Hicieron José y María este viaje con mucha pena e incomodidad, porque como todos los de la familia de David habían concurrido a mismo pueblo en conformidad de lo que ordenaba el edicto, estaban llenas todas las posadas; además que el estado pobre de la santísima Virgen y de san José hacía que no se llevase mucha cuenta con ellos para admitirlos en las posadas; y así no hallando en dónde alojarse en la ciudad, se vieron precisados a retirarse a una gruta o cueva cavada en una roca, la cual pertenecía a una posada que estaba junto a una de las puertas de la ciudad por fuera, y que servía de establo a la posada. Este fue el lugar que el soberano Señor del cielo y tierra escogió para nacer. Todo debía ser extraordinario en el nacimiento de un Hombre-Dios. Los príncipes de la tierra, tan puros hombres como los más viles de sus súbditos, tienen necesidades de nacer en soberbios palacios, a fin de que el resplandor y magnificencia del lugar ensalcen de algún modo la flaqueza natural de su nacimiento, el cual sin esta pompa exterior nada tendría que le distinguiese del nacimiento del menor de sus súbditos; pero un Dios-Hombre no tiene necesidad de un resplandor ajeno; Él mismo es toda su majestad y toda su gloria; a sus ojos lo mismo vale el trono más soberbio que el establo más despreciable; lo mismo el palacio más magnifico que el pesebre más pobre; parece también más conveniente que un Hombre-Dios, habiendo de nacer sobre la tierra, naciese en un lugar que no prestase ni contribuyese a nada a la idea que debemos tener de su infinita grandeza y de su majestad divina.

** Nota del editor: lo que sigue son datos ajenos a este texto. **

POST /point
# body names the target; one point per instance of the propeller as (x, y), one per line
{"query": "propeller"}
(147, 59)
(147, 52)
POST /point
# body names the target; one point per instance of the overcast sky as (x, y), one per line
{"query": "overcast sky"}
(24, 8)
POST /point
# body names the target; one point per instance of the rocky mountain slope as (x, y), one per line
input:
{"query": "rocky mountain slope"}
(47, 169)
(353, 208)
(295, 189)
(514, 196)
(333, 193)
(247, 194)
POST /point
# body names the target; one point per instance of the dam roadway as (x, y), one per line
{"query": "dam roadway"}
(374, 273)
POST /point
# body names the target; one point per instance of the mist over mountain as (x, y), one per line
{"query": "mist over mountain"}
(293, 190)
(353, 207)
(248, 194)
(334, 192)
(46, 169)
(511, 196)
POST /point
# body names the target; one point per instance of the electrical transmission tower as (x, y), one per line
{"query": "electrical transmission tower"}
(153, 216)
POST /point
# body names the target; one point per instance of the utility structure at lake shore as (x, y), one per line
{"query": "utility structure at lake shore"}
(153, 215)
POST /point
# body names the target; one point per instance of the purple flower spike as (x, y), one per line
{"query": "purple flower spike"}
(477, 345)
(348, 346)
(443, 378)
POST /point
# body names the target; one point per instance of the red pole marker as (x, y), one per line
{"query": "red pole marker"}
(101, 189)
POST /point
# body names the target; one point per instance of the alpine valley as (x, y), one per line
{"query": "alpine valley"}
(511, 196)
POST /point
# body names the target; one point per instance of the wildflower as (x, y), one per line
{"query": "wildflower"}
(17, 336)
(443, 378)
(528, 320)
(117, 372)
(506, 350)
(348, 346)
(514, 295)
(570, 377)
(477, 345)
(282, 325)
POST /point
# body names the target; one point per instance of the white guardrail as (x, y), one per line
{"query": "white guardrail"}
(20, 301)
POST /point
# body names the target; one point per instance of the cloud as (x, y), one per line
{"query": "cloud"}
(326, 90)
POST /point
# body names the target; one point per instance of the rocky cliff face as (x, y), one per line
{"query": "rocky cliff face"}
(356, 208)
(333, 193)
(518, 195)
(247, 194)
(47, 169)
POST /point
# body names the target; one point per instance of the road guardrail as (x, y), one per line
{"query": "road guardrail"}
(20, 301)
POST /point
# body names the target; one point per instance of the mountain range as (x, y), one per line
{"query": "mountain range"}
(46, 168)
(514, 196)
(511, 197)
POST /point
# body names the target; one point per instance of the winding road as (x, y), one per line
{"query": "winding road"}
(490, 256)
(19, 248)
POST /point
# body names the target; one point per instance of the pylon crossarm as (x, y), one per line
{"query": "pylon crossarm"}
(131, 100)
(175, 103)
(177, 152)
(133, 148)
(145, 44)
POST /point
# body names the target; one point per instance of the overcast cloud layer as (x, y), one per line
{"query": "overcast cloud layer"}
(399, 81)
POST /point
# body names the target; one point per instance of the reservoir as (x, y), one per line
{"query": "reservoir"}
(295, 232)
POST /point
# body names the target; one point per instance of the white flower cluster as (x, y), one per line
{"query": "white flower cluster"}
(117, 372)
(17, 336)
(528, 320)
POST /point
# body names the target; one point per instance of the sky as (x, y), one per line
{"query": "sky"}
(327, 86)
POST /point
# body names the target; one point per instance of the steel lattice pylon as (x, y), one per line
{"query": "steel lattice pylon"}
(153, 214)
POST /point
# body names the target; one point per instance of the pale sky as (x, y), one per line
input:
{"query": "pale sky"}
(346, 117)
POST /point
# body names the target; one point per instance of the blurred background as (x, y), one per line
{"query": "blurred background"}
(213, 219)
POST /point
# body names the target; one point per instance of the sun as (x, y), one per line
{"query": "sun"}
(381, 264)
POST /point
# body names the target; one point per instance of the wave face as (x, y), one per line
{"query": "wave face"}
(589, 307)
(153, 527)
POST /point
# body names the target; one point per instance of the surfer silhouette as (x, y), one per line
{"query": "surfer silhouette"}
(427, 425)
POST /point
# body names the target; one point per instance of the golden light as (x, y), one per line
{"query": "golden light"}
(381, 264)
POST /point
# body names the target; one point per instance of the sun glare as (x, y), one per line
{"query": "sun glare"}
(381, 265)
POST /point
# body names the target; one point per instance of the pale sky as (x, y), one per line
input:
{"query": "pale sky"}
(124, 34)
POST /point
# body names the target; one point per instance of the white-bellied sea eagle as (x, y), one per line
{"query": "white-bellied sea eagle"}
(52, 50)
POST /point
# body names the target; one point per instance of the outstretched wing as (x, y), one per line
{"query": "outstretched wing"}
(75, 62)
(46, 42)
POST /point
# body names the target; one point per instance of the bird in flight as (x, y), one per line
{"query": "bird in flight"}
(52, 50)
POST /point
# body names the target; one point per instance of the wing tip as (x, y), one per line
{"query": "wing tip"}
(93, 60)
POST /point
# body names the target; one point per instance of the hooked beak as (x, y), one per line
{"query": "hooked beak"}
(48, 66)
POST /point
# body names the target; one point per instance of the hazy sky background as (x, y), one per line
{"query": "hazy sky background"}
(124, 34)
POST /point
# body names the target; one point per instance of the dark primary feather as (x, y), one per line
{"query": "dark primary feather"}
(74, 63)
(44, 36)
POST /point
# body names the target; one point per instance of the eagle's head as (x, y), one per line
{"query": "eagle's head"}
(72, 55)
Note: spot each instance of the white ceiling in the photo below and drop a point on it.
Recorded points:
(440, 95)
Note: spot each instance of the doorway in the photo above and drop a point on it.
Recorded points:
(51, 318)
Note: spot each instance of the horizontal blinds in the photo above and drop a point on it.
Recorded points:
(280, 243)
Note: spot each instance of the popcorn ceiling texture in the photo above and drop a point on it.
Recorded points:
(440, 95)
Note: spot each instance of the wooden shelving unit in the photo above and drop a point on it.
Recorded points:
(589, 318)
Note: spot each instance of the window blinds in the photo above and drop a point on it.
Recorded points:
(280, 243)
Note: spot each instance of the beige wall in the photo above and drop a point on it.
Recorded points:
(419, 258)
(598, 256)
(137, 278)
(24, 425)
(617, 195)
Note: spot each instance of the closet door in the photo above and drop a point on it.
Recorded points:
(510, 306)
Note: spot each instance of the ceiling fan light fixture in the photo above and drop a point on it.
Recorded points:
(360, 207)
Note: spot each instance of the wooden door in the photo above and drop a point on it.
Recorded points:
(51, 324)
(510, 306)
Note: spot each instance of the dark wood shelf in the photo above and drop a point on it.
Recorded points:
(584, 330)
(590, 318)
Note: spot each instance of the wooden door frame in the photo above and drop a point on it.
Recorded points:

En esta cueva, pues, que servía para recogerse en ella las bestias, fue en donde la santísima Virgen, sintiendo a media noche que había llegado el término de su parto, dio a luz a Jesucristo sin padecer el menor dolor, y sin dejar de ser la más pura de las vírgenes. Fue esto el año 6,000 de la creación del mundo; 2957 después del diluvio; 2075 después del nacimiento de Abraham; 1510 después de Moisés, y del tiempo en que el pueblo de Israel salió de Egipto; 1032 después que David fue ungido y consagrado rey; la semana 65 según la profecía de Daniel; en la olimpiada 194; el año 752 después de la fundación de Roma; el 42 del imperio de Octaviano Augusto, gozando todo el universo de una profunda paz en la sexta edad del mundo. En este día afortunado, que era el 25 del mes de diciembre, y que es el punto fijo de la era o época cristiana, nació en Belén Jesucristo, el Mesías prometido, el Rey, el Padre, nuestro Juez, nuestro Redentor, nuestra salud.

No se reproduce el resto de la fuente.